En Dieu, la puissance absolue, l’acte pur et l’union de cette puissance avec cet acte sont coéternels[1].

L’acte[2] présuppose logiquement la puissance, qui en est le principe ; la puissance, au contraire, ne présuppose rien. Cette puissance qui est, logiquement, le principe de l’acte, c’est le Père ; le Fils est l’éternelle mise en acte de la puissance du Père ; de l’un et de l’autre, procède le Saint-Esprit qui est l’union, coéternelle à l’une et à l’autre, de la puissance absolue et de l’acte pur. « Le Fils est ce que le Père peut, et le Saint-Esprit est le lien de la Toute-puissance avec le Toutpuissant. »

Arrêtons notre esprit sur cette proposition : Le Fils est ce que le Père peut.

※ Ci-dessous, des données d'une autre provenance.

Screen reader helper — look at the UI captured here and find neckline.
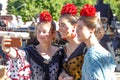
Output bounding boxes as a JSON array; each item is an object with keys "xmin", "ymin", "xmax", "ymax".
[
  {"xmin": 65, "ymin": 42, "xmax": 85, "ymax": 60},
  {"xmin": 34, "ymin": 45, "xmax": 60, "ymax": 64}
]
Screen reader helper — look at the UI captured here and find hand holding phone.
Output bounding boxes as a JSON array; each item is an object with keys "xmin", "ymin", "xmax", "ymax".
[{"xmin": 1, "ymin": 36, "xmax": 22, "ymax": 53}]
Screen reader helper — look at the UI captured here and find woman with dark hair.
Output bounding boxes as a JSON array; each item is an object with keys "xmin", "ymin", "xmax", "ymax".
[
  {"xmin": 1, "ymin": 11, "xmax": 64, "ymax": 80},
  {"xmin": 76, "ymin": 4, "xmax": 116, "ymax": 80},
  {"xmin": 58, "ymin": 3, "xmax": 86, "ymax": 80}
]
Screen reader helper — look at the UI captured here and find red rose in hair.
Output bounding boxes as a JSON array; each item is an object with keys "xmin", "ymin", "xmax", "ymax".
[
  {"xmin": 61, "ymin": 3, "xmax": 77, "ymax": 15},
  {"xmin": 80, "ymin": 4, "xmax": 96, "ymax": 17},
  {"xmin": 39, "ymin": 11, "xmax": 52, "ymax": 22}
]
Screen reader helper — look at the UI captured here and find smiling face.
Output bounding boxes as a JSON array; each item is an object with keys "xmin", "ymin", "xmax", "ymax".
[
  {"xmin": 36, "ymin": 22, "xmax": 55, "ymax": 44},
  {"xmin": 76, "ymin": 20, "xmax": 92, "ymax": 42},
  {"xmin": 59, "ymin": 17, "xmax": 76, "ymax": 39}
]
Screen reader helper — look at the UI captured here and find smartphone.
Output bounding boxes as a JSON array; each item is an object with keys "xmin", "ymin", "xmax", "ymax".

Ce que peut le Père, qu’est-ce donc ? C’est l’ensemble des créatures, aussi bien de celles qui ont été appelées à l’existence ou qui le seront, que de celles qui ne verront jamais leur possibilité passer à la réalité. Cette création universelle qui est en puissance dans le Père, elle est mise en acte dans le Fils ou, mieux, le Fils n’est pas autre chose que l’Universalité de la création considérée comme existant d’une manière actuelle ; le Fils est donc, en quelque sorte, la mesure de ce que le Père peut faire ; par suite, il est parfaitement égal à la toute-puissance du Père. Et, d’autre part, le Père et sa puissance ne sont pas choses différentes ; le Père et le Fils sont donc parfaitement égaux entre eux.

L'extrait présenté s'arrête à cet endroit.